Low-dose protocols for computer tomography (CT)-guided biopsies are effective and feasible, according to a study in September’s Academic Radiology. Radiologists who implemented these protocols at Northwestern University in Chicago report impressive size-specific dose estimate reductions (SSDEs) for lung and extrapulmonary biopsies. They recommend widespread adoption by interventional and body radiologists to improve patient safety by reducing radiation exposure when these procedures are performed.
A team of radiologists specializing in body imaging, cardiovascular imaging, and interventional radiology have replaced standard lung and extrapulmonary CT protocols with low-dose exams at the hospital. Standard protocols that had been used in Northwestern’s radiology department involved a helical acquisition and sequential guiding acquisitions with identical imaging protocol. The low dose protocol implemented with the same CT scanner involved a helical acquisition with larger coverage to localize lesions followed by lower-dose sequential scan for percutaneous needle access guidance and to verify sampling.
Lead author Eric J. Keller and colleagues identified 50 consecutive lung and 50 extrapulmonary CT-guided biopsies before and after implementation of the low dose protocol. They measured anteroposterior (AP) thickening and lateral width of each of the 200 patients measured at the level of the target lesion. They calculated size-specific dose estimates from this data for planning and guiding acquisitions. For lung biopsies, they measured lesion density, density standard deviation, and the attenuation of the adjacent parenchyma to calculate signal-to-noise (SNR) values and contrast-to-noise (CNR) values. Biopsied lung lesion size was measured and lesion conspicuity for planning and guidance acquisition was rated on a four-point scale (from inability to visualize lesion to conspicuity adequate for biopsy).
The authors reported that SSDE was reduced 21% for lung biopsies and 36% for extrapulmonary biopsies. Estimated SSDEs were controlled for patient age, gender, physician, total dose length product (DLP), total acquisitions, lesion size, SNR, CNR and conspicuity rating.
All of the standard- and low-dose lung biopsies adhered to the protocol. Protocol adherence for extrapulmonary biopsies was 89% for the low-dose protocol and 84% for the standard-dose protocol. The low-dose protocol was the only variable consistently associated with lower SSDEs for guidance acquisitions. It was also independently associated with lower SSDEs for extrapulmonary planning acquisitions.

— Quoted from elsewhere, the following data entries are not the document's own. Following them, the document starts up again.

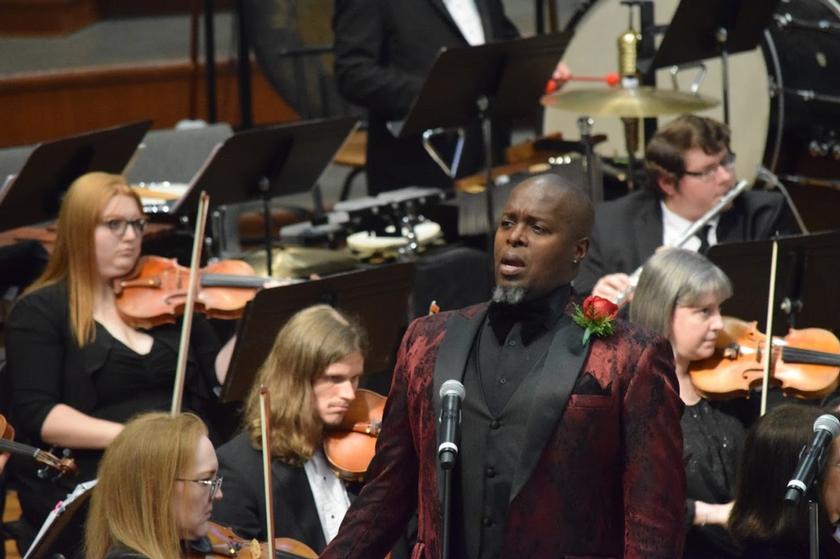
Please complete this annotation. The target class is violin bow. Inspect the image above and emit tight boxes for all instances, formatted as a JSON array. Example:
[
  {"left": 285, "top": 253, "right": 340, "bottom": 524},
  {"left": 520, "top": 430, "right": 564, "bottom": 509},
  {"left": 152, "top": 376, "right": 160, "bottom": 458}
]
[
  {"left": 170, "top": 191, "right": 210, "bottom": 416},
  {"left": 761, "top": 239, "right": 779, "bottom": 415},
  {"left": 260, "top": 384, "right": 275, "bottom": 557}
]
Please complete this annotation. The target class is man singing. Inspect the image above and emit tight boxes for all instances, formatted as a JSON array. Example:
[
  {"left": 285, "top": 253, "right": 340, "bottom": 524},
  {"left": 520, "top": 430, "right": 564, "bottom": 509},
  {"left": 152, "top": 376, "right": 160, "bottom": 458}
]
[{"left": 322, "top": 175, "right": 685, "bottom": 559}]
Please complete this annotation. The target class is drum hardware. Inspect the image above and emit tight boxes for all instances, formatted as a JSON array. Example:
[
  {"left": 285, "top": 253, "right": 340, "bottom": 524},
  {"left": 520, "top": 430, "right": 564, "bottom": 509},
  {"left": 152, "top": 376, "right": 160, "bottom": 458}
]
[
  {"left": 578, "top": 116, "right": 604, "bottom": 204},
  {"left": 756, "top": 165, "right": 809, "bottom": 235},
  {"left": 280, "top": 186, "right": 446, "bottom": 250},
  {"left": 668, "top": 62, "right": 706, "bottom": 95},
  {"left": 616, "top": 0, "right": 642, "bottom": 190}
]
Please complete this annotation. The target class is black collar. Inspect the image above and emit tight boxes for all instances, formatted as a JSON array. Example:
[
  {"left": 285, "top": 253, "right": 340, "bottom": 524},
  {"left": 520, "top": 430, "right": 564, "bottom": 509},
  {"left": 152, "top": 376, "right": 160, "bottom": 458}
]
[{"left": 487, "top": 284, "right": 572, "bottom": 345}]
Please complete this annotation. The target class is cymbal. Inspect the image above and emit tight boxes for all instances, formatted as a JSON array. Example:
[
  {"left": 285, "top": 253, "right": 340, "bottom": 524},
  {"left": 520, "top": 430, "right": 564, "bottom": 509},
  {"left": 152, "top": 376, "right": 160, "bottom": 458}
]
[{"left": 540, "top": 86, "right": 719, "bottom": 118}]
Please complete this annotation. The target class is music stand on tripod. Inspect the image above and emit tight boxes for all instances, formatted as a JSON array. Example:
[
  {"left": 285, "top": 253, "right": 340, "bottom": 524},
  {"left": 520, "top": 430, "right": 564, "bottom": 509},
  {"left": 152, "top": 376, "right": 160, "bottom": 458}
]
[
  {"left": 708, "top": 231, "right": 840, "bottom": 336},
  {"left": 220, "top": 262, "right": 414, "bottom": 402},
  {"left": 0, "top": 120, "right": 152, "bottom": 231},
  {"left": 171, "top": 117, "right": 357, "bottom": 276},
  {"left": 643, "top": 0, "right": 779, "bottom": 124},
  {"left": 392, "top": 32, "right": 572, "bottom": 243}
]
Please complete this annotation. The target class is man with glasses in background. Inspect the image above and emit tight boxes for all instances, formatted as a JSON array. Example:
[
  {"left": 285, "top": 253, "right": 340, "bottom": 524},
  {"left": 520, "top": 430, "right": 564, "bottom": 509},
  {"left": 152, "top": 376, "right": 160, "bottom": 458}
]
[{"left": 574, "top": 115, "right": 799, "bottom": 301}]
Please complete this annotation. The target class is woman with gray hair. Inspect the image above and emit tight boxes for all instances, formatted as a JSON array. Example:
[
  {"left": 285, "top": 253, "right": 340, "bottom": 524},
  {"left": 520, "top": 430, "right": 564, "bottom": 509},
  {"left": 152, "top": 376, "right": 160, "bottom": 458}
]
[{"left": 630, "top": 249, "right": 744, "bottom": 558}]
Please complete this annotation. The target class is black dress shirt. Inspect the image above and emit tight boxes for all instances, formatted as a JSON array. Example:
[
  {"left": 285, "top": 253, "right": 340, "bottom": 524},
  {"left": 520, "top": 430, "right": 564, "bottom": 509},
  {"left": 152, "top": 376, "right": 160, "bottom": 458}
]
[{"left": 473, "top": 285, "right": 571, "bottom": 415}]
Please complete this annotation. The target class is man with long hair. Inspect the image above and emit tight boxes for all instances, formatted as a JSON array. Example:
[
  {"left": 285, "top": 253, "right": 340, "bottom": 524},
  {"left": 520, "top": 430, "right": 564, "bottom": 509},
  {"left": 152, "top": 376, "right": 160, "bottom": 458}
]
[{"left": 213, "top": 305, "right": 365, "bottom": 552}]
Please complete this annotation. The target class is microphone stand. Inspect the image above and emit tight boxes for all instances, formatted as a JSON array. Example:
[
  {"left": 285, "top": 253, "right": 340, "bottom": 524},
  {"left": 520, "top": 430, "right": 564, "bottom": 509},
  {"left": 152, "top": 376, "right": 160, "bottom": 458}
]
[
  {"left": 441, "top": 468, "right": 452, "bottom": 559},
  {"left": 808, "top": 494, "right": 820, "bottom": 559}
]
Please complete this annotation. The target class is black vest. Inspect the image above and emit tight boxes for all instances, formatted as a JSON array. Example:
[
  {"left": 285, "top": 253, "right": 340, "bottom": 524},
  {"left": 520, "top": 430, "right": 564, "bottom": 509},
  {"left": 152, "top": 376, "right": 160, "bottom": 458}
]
[{"left": 453, "top": 342, "right": 545, "bottom": 559}]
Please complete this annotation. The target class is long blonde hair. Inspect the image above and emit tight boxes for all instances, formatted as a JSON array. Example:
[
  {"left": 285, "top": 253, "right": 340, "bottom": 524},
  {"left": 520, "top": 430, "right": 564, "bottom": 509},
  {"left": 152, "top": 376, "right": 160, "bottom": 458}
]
[
  {"left": 244, "top": 305, "right": 365, "bottom": 465},
  {"left": 26, "top": 172, "right": 143, "bottom": 347},
  {"left": 85, "top": 412, "right": 207, "bottom": 559}
]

The authors encourage radiologists to “implement and combine readily available techniques to reduce dramatically the amounts of radiation exposure for purely diagnostic procedures. They do caution that “radiologists may have to navigate challenges to implementation, such as requirements for newer scanner hardware and software, which are often installed and implemented primarily for diagnostic imaging studies while older scanners are used for CT-guided procedures.”
Low-dose protocols for CT-guided biopsies. Appl Radiol.